Ever since moving here to Japan last summer, I've known that earthquakes will be a problem. As a result of that, most all of my model horses have been packed away this whole past year.
In the process of getting the studio organized over the past month or so, all of the horses had to come out. Off and on over this past year I had tried to make some sort of holders for my herd of Stablemates - the ones I was most worried about suffering damage in a 'quake - but I wasn't able to come up with something that I liked and that I thought I could easily mass produce.
Under pressure to FINALLY get everything unpacked and make "home" for everything during the great organizing quest, I had to stop hemming and hawing and make holders for the tiny herd. I wanted to come with with something fancy, made out of wood - and I still do - but I wrestled once again with how I wanted it to look, how it should go together, what materials to use, etc. etc.
Suddenly, in a flash of brilliance, or desperation, I thought: why not use cardboard??
That led us to this.
I didn't quite mean for this post to be a step-by-step tutorial, but I did go ahead and document most of the process that I used. Maybe this will give someone else ideas on how to make their own tiny horse holders...
At last, the dish pack box that was so carefully packed up over a year ago
was opened. Inside, a TON of Stablemates: OF, CM works in progress - along with some Safari horses, and random other tiny equines.
Eeeee! It's so good to see them again. Several of my GI Arab stallions here, including my beloved Solo (JCP SR rose grey).
Okay, on to the holders!
Tools used: scissors for any trimming needed, a ruler, pencil, scotch tape, and glue.
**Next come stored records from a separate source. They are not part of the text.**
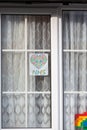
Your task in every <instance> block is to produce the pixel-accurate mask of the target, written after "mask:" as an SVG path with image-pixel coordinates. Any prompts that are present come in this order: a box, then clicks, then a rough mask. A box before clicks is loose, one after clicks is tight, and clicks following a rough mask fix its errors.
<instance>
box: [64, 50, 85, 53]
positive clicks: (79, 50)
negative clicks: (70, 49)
mask: <svg viewBox="0 0 87 130" xmlns="http://www.w3.org/2000/svg"><path fill="white" fill-rule="evenodd" d="M63 52H83V53H87V50H69V49H64V50H63Z"/></svg>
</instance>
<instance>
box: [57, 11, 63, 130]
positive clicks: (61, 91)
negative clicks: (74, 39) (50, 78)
mask: <svg viewBox="0 0 87 130" xmlns="http://www.w3.org/2000/svg"><path fill="white" fill-rule="evenodd" d="M58 22H59V23H58V25H59V27H58V32H59V33H58V38H59V39H58V41H59V43H58V64H59V68H58V74H59V78H58V80H59V84H58V87H59V109H60V110H59V113H60V115H59V124H60V126H59V130H63V75H62V74H63V70H62V66H63V63H62V12H61V10H59V12H58Z"/></svg>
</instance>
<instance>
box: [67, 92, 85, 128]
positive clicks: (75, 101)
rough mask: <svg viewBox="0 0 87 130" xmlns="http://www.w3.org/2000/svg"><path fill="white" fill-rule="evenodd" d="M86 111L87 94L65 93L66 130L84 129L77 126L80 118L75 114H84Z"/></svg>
mask: <svg viewBox="0 0 87 130" xmlns="http://www.w3.org/2000/svg"><path fill="white" fill-rule="evenodd" d="M84 112H87V94H64V130H83V129H84V128H76V127H75V121H76V120H77V119H78V118H79V116H78V118H75V114H82V115H83V114H84ZM75 119H76V120H75ZM84 119H85V117H84ZM82 122H83V120H82V121H81V122H80V123H82Z"/></svg>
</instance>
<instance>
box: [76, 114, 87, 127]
mask: <svg viewBox="0 0 87 130" xmlns="http://www.w3.org/2000/svg"><path fill="white" fill-rule="evenodd" d="M75 127H76V128H83V130H87V112H84V113H83V114H75Z"/></svg>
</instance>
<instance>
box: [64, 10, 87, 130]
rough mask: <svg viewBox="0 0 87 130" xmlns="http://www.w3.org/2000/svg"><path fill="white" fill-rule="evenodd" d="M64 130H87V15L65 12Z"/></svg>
mask: <svg viewBox="0 0 87 130" xmlns="http://www.w3.org/2000/svg"><path fill="white" fill-rule="evenodd" d="M63 79H64V80H63V87H64V130H80V129H81V130H82V129H87V125H85V124H86V123H87V120H86V119H87V118H85V117H87V92H86V91H87V11H63Z"/></svg>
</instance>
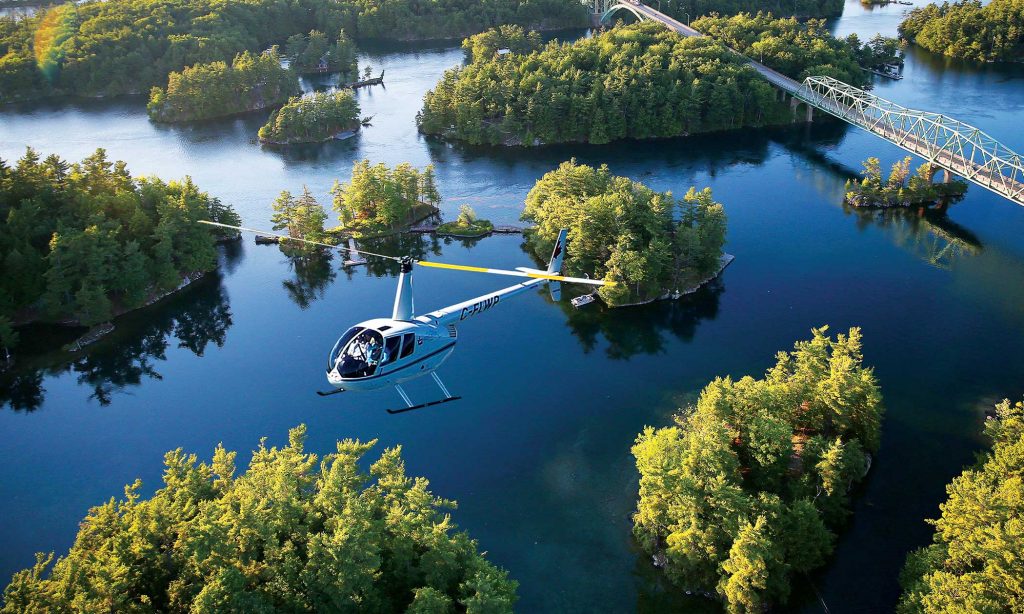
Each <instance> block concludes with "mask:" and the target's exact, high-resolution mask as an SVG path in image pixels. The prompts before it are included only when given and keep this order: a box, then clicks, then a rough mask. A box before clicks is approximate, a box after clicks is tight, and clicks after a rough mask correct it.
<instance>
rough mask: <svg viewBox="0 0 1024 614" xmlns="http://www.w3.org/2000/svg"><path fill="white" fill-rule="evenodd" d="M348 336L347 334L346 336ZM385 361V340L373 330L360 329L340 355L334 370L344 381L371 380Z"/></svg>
mask: <svg viewBox="0 0 1024 614" xmlns="http://www.w3.org/2000/svg"><path fill="white" fill-rule="evenodd" d="M346 336H347V334H346ZM383 359H384V338H383V337H382V336H381V334H380V333H378V332H377V331H374V330H372V328H359V330H358V331H356V334H355V335H353V336H352V338H351V339H350V341H349V342H348V344H347V345H345V346H344V349H343V350H342V351H341V353H340V354H339V356H338V358H337V360H336V362H335V364H334V367H333V368H334V369H335V370H337V372H338V375H339V376H341V378H342V379H344V380H357V379H359V378H369V377H370V376H372V375H374V372H376V371H377V367H378V366H380V364H381V361H382V360H383Z"/></svg>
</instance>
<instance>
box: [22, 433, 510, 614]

And of course: cardboard, lots of cardboard. I used our laser to cut the pieces out. It's wonderful to have the high tech awesomeness for my use, but I'm sure the cutting could also be done with scissors or a hobby knife (carefully!).
Here are the pieces that went into each holder. From top to bottom: the bottom, back, front, and 17 dividers - giving me 16 stalls per holder.
Necessary: glue. Optional equipment: supervisor cat. She inspects my glue bottle, seems a bit skeptical. I used regular old Elmer's glue.
Also optional: a candle or other desired creative ambiance, and a beverage of choice.
First step was to glue the back to the bottom. This was probably the trickiest step, having to align the whole length of it just right, with nothing else as a guide or to hold onto. In all of these steps, I didn't wait for the glue to dry, so that I could shift the pieces if I needed to. I just let it get tacky to where it was holding, but still flexible.
Then I glued on the side pieces (just two of the dividers), using them to square up the back piece.
Out comes the ruler and pencil.
I actually marked the center of the bottom piece and placed the center divider first, but I didn't take a picture of that.
Here are all dividers on one side put in...
... and here they are all glued in.
I found that a gap of 1.25 inches between dividers will fit almost all stablemate molds, except for a few of the newer ones. Those who needed wider stalls are the: G3 Andalusian (rearing) and G4 Reining. The G1 Drafter was almost too chubby to fit, but they did go into the regular stalls just fine.
Additionally, my holders were too short for the G3 Mustang (running) and G4 Hanoverian (extended trot). For all of them, I made one holder with a gap of about 2 inches in between dividers, to fit the wider molds and be able to put the longer molds in at an angle. I don't have every single SM mold to test sizes, but nearly!
Moving on, here is the front piece put on. I put the fronts in a bit of scotch tape "traction" until the glue died, or was mostly dry.
Here is one finished custom made tiny horse holder!
Next up, specifically with the dreaded earthquakes in mind, I used some of this stuff:
I put two small wads of it on each end of the shelf, front and back.
Then I set the holder in place and pushed down on the floor of each end stall. They are stuck on the shelves very nicely and certainly won't be able to slide off!
Fast forward several days and many hours later, all of the shelves have holders and all of my little herd are unpacked!
Over halfway through the entire project, I thought about painting them so they would look... less like cardboard. As an experiment, I painted one front piece. I think it looks nice and I'm considering going back and painting all of them. Of course it would have been easier to paint them during the construction process, versus once they are stuck to the shelves, but oh well. I can always use another project, right? .... Right?
Speaking of other projects, now that the tiny herd is secured, that leaves... the big'uns. My quick and dirty fix after unpacking them was to strap tape across the front of their shelves. They can still play dominoes right now, but at least they shouldn't be able to skydive off of the shelves in a quake. Next up will be to fashion holders for them.